As famílias que vivem na ocupação Vale das Palmeiras têm lutado duramente para seguir vivas nesse período de pandemia, visto que a maioria trabalha de maneira informal.  E agora, desde o começo do mês de abril deste ano vivem em estado de terror permanente com as ameaças de derrubadas das casas. Primeiro foi a polícia que chegou com intimações falsas, alegando que era para saírem imediatamente. Os documentos sequer tinham assinaturas de juiz. Era só um desejo do prefeito. Imediatamente a comunidade acessou as redes de apoio e logo a farsa foi descoberta. Mas, em seguida, souberam que o processo já estava mesmo finalizado na justiça e que a ordem de despejo seria dada. O que o prefeito fez foi antecipar o drama. 

Com essa informação a comunidade tratou de se articular em luta e começou o processo de tentativa de negociação, afinal, existe até uma lei que determina que enquanto durar a pandemia não pode haver despejo. E mesmo com reunião marcada na prefeitura, a polícia seguiu fazendo incursões na comunidade, colocando medo nas pessoas. Tentavam intimidar as famílias a aceitar o aluguel social proposto pela prefeitura, num valor que não alcança pagar nenhuma moradia digna no município.

Uma reunião aconteceu, sem qualquer avanço, até porque o prefeito não estava presente. Nova reunião foi marcada, mas dois dias depois os moradores enfrentavam o corte de luz, um direito básico que foi negado como mais uma intimidação. No dia 23 de abril nova ordem de despejo é dada, sem que o prefeito aparecesse para conversar. Mais marchas, mais manifestação. A prefeitura ofereceu um “acolhimento” que seria de uma parcela única de 770 reais. Ora, o que uma família sem casa e com todas as suas coisas na rua pode fazer com 700 reais? 

No dia 28 de abril as famílias conseguiram uma decisão favorável de um juiz para que as casas não sejam demolidas, mas a prefeitura segue pressionando para que aconteça o desalojo. No dia primeiro de maio a polícia apareceu na ocupação visando impedir uma manifestação pacífica. Nesta quarta-feira, dia 05, foi realizado mais um ato em frente à prefeitura de São José, pedindo uma conversa com o prefeito, mas ele segue se negando a falar cara-a-cara com as famílias.
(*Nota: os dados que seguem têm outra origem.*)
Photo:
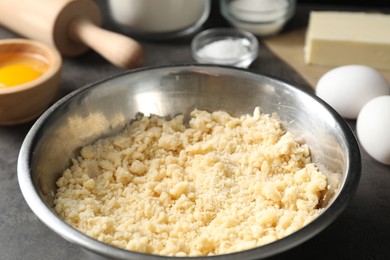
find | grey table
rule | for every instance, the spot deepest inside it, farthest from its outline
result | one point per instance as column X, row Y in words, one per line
column 362, row 231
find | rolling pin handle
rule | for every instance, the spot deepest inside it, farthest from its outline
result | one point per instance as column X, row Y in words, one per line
column 120, row 50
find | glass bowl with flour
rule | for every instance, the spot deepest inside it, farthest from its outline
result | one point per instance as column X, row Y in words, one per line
column 225, row 46
column 159, row 19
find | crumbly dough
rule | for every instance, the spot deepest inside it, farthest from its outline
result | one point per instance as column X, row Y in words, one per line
column 219, row 185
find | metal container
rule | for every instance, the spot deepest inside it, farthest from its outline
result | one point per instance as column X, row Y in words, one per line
column 103, row 108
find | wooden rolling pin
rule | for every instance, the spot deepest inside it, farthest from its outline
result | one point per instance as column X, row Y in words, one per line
column 72, row 26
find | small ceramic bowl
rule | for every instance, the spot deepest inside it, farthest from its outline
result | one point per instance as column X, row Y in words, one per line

E assim segue a luta. O despejo está suspenso por enquanto, mas nada está garantido. Os moradores seguem esperando uma negociação de verdade e se amparam na lei, visto que a nossa carta magna diz que morar é um direito, coisa que parece valer apenas para o famoso cidadão-cliente, ou seja, aquele que tem dinheiro.

Santa Catarina, que é cantada na mídia como a Europa brasileira, está bem longe de ostentar o bem estar social da região europeia. Só no quesito moradia o déficit é de quase 200 mil habitações, isso sem contar as moradias precárias – 36 mil segundo a Cohab - que não oferecem dignidade. Em São José o déficit é de mil moradias. 

Morar é quesito de primeira necessidade e ter a própria casa é sonho de 10 entre 10 trabalhadores, porque pagar aluguel é considerado o gasto mais injusto que pode haver. É um dinheiro que, sendo ganho com o suor do trabalho, já vem morto. Por isso, as famílias que lutam nas comunidades de ocupação, não querem deixar suas moradias, muitas vezes bastante precárias. Porque, tendo-as, não precisam pagar aluguel. E isso já significa muito. 

No Vale das Palmeiras é assim. E as famílias vão lutar até o fim. 

O mínimo que esperam é que o prefeito pare de se esconder e venha conversar.